Do not come and tell people not to moan. The NHS is fallible, some staff are rubbish, and if we don't highlight this, there is even less chance of change than we already have. We don't need to be rude to staff or anything, but we absolutely can and should talk about our experiences

cryinglaughing · 15/04/2025 06:10

My dh sat in an A&E corridor after being triaged (as lowest category) for 9 hours.
When a doctor finally got to him, they banged an antibiotic drip up straight away.
He spent 9 days in hospital whilst they hit his sepsis with 4 different antibiotics a day. He was gravely ill.

So yeah, I will criticise A&E but moreso the people who rock up there because they can't get a GP appointment.

You were very lucky @Darkcarpark that your son was seen quickly for a non life threatening injury 🙄

ClassicalCola123 · 15/04/2025 06:20

The staff are usually great but we can still call out the NHS as being an utter shit show. My dad spent 9 hours waiting to be seen and yes it was an emergency due to a burst blood vessel.

you had a great experience. Send some cookies to the staff to say thank you and stop calling out the rest of us. You do you.

Spirallingdownwards · 15/04/2025 06:22

We have usually had good experiences with A&E when it was for minor issues such asbreaks, fractures and concussions and to be fair I don't mind the wait because there are patients with more urgent issues.

However recently we were the patient with the far more urgent issue and unfortunately on this occasion they massively dropped the ball with devasting consequences. A complaint is being compiled to ensure that the matter is addressed and appropriate retraining given so that noone else will have to go through what we did. So no, please don't tell me to stop moaning about A&E.
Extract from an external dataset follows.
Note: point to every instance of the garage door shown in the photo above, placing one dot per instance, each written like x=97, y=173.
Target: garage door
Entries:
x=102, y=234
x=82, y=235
Spirallingdownwards · 15/04/2025 06:28

Blackcountrychik83 · 15/04/2025 00:54

That’s a bit rude and out of order .

Whatever you’ve experienced isn’t the fault of anyone on this post .

By the same token the OP is telling others not to moan when she has no idea of what others who have had bad experiences which is more rude and out of order.

ClassicalCola123 · 15/04/2025 07:07

Spirallingdownwards · 15/04/2025 06:22

We have usually had good experiences with A&E when it was for minor issues such asbreaks, fractures and concussions and to be fair I don't mind the wait because there are patients with more urgent issues.

However recently we were the patient with the far more urgent issue and unfortunately on this occasion they massively dropped the ball with devasting consequences. A complaint is being compiled to ensure that the matter is addressed and appropriate retraining given so that noone else will have to go through what we did. So no, please don't tell me to stop moaning about A&E.

Edited

I’m so sorry that you went through that. Honestly OP is so entitled thinking ‘well I had a good experience so everyone else must have’

people have different experiences. And not all are good.

PaintDecisions · 15/04/2025 08:15

Itsdewaltday · 15/04/2025 00:46

Why did you go to a&e with a dislocation?
Urgent care is for dislocations and fractures!

People not using the appropriate service is why there are people waiting hours/days on a&e floors and corridors.

A dislocation is an urgent injury.

Swathes of the UK have no access to a minor injuries unit or an urgent care unit and only have an A&E. Not everywhere has multiple options to get help, especially out of hours.

Here we can't get an xray if we arrive even a minute after 1pm at our local minor inquiries unit.